Specimen was AA5182 alloy. The chemical composition was shown in Table 1. No heat treatment was performed in this study. At first, the characterization of the precipitates on the specimen was conducted. Precipitates were classified into two types (Types A and B) by optical microscopic observation of the polished surface using Ar⁺ ion milling. The colors of Types A and B were blue and gray, respectively. From the result of energy dispersive X-ray analysis (EDS), Types A and B were determined to be Mg₂Si and Fe-rich intermetallic. To ascertain the existence of β phase, the specimens were immersed in 40 mass% H₃PO₄for 180 s. No selective dissolution along grain boundaries was observed. It was considered that β phase did not precipitated in as-received conditions (mill-annealed).
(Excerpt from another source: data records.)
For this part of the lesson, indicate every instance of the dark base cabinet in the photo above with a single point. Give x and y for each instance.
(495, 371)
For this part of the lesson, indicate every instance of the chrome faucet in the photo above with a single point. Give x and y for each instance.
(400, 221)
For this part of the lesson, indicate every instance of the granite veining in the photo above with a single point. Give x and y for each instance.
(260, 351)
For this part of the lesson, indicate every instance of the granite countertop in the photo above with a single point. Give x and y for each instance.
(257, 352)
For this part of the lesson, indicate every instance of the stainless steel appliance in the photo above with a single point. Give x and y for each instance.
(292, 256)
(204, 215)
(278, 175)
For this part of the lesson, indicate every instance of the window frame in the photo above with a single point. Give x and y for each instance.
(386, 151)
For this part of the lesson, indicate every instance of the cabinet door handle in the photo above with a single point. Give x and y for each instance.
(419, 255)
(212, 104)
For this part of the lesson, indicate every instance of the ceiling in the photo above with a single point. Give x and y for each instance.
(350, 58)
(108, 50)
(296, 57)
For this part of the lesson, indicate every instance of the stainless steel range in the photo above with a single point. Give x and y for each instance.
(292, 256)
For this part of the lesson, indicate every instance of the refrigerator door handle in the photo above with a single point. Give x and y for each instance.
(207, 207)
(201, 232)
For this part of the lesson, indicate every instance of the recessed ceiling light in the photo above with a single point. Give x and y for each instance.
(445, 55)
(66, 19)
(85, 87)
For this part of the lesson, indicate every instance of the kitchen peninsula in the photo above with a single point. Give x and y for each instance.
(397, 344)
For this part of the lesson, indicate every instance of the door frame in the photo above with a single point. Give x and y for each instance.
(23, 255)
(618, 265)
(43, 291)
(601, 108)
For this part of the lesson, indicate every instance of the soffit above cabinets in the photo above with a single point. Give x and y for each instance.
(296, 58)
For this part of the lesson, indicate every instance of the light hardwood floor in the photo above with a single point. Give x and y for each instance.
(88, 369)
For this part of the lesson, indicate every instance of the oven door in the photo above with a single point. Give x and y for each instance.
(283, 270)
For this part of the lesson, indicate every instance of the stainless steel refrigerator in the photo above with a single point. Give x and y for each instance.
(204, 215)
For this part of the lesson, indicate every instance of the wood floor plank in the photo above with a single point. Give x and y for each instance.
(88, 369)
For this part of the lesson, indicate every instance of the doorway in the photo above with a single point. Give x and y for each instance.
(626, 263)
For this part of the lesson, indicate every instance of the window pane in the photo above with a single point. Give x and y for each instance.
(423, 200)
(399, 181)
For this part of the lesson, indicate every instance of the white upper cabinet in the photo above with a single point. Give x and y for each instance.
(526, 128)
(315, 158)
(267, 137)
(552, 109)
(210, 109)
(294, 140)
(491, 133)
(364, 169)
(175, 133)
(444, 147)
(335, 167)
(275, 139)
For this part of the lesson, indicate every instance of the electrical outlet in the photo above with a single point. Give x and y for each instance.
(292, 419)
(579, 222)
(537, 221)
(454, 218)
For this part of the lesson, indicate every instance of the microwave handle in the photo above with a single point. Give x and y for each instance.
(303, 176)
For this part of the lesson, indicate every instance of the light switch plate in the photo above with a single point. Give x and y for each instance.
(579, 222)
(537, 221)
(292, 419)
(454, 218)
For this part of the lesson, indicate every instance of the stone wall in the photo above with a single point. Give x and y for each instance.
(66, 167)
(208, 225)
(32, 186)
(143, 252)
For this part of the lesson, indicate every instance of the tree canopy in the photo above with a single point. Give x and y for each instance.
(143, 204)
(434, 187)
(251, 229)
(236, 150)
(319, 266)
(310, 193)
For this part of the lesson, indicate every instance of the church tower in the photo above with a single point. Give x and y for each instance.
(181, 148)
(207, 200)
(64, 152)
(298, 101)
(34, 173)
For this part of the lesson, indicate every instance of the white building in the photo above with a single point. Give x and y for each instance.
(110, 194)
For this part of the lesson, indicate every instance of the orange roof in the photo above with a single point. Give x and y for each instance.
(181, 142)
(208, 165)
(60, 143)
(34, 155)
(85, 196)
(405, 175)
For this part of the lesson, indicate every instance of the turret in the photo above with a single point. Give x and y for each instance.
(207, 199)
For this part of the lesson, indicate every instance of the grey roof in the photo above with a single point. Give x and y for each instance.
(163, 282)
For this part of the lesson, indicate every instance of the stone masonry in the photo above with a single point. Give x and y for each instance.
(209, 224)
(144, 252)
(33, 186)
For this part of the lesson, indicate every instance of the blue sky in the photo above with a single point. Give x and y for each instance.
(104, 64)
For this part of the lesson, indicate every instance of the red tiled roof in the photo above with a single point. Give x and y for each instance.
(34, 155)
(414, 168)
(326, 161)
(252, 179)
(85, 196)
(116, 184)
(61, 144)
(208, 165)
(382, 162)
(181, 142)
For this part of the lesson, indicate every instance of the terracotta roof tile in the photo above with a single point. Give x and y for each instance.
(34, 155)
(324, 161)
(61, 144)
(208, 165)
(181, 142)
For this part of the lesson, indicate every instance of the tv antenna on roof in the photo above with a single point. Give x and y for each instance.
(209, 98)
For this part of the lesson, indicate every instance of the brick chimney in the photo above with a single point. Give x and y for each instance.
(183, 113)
Microscopic potentiodynamic polarization was performed in a naturally aerated 0.1 M NaCl solution at 298 K to observe initiation site and growth of pitting. The sample was mechanically ground with SiC paper through a 4000 grit, and then polished down to 1 µm using diamond paste. Electrode area was about 0.1 mm². Fig.1 (a) shows the microscopic polarization curve. Several current spikes were generated during the polarization, and these were thought to be related to pit initiation. Fig. 1 (b) exhibits an image of the electrode area by scanning electron microscope (SEM). As shown in Fig. 2 (a) and (b), initiation site of stable pit was related to the precipitate. Other dissolution sites were also observed: Mg₂Si became Si-oxide by selective dissolution of Mg, and the matrix around Fe-rich intermetallic dissolved since the intermetallic became cathodic site.